The milky Indian ghee ghee is super easy to make
There are a lot of them, and they are expensive in supermarkets, so make them yourself. It is very suitable for baking and interview food making, and can also be added to hot milk and hot coffee. Stir-fry is also fine. The smoke point is high, and it is not easy to cook.
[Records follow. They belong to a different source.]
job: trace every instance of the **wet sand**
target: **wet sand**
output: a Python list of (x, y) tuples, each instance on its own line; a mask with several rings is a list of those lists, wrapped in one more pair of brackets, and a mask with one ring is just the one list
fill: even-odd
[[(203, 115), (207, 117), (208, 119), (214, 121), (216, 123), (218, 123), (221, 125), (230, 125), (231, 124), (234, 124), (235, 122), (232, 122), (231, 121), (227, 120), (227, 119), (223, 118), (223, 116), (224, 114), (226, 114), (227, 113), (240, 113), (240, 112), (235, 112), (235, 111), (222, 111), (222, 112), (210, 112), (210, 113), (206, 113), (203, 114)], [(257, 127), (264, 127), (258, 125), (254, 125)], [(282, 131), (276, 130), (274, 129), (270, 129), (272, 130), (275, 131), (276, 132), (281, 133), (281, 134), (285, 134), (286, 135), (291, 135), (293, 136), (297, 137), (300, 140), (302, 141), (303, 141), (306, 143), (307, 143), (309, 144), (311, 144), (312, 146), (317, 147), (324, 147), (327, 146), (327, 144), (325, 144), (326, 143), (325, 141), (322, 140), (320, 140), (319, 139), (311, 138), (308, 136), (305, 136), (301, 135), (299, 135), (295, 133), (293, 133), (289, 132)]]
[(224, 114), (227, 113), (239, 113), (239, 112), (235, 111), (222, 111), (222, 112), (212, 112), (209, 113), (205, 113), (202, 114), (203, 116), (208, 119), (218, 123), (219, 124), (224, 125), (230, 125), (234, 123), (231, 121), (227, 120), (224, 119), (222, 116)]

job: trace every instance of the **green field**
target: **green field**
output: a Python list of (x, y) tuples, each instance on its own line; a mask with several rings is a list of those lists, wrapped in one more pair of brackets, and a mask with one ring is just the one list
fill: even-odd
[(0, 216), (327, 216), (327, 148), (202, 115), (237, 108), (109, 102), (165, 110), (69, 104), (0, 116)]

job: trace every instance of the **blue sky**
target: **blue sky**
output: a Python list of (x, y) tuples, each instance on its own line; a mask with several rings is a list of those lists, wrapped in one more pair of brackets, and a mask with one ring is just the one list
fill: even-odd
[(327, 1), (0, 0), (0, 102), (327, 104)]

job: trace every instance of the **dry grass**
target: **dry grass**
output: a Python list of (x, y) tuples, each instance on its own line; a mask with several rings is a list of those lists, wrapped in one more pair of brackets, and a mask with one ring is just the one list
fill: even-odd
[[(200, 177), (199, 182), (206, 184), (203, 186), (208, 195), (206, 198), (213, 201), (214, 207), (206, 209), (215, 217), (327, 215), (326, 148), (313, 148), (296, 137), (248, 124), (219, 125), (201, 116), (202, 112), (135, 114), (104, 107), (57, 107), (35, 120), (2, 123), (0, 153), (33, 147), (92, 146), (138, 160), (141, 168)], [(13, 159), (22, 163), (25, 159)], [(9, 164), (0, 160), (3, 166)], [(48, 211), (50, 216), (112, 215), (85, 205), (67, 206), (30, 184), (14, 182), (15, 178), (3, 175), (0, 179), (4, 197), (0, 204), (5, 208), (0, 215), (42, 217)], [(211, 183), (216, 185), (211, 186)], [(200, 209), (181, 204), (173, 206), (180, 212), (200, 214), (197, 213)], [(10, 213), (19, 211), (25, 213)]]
Indian ghee ghee is super easy to make
Step 1
Put in a pot and heat over medium-low heat
Step 2
Constantly melting
Step 3
When foaming, push the foam inward
Step 4
White foam will slowly decrease
Step 5
The white foam disappears and begins to bubble out
Step 6
Turn off the heat when the foam becomes thick
Step 7
The oil is poured through a filter into the bottle. I used two layers, a metal strainer and a cotton steamer cloth.
Step 8
Strain out all slag. Don’t throw away the scum, it’s super delicious with sugar.
Step 9
Set it aside to cool, pay attention to how hot it is at this time
Step 10
Cover the lid after cooling
Step 11
Finally, store at room temperature away from light and keep it in the refrigerator for a longer time.
Indian ghee ghee is a super good cooking technique
When choosing butter, you should choose grass-fed cows, which were previously organic, and pay attention to the ingredients on the label that only milk is available. Pay attention to the heat, each stove is different, if you are afraid of paste, turn it smaller. Be careful not to burn yourself when pouring oil. The bottle that has just been poured with oil is very, very hot, try not to try to move. Be sure to wait for the oil to stop being hot before covering it. It should be okay to eat it at room temperature and store it for a month, don’t contaminate the oil, otherwise it will spoil quickly. It will be harder to store in the refrigerator and be more difficult to take. The yellower the color after cooking, the better, indicating that the butter is of good quality.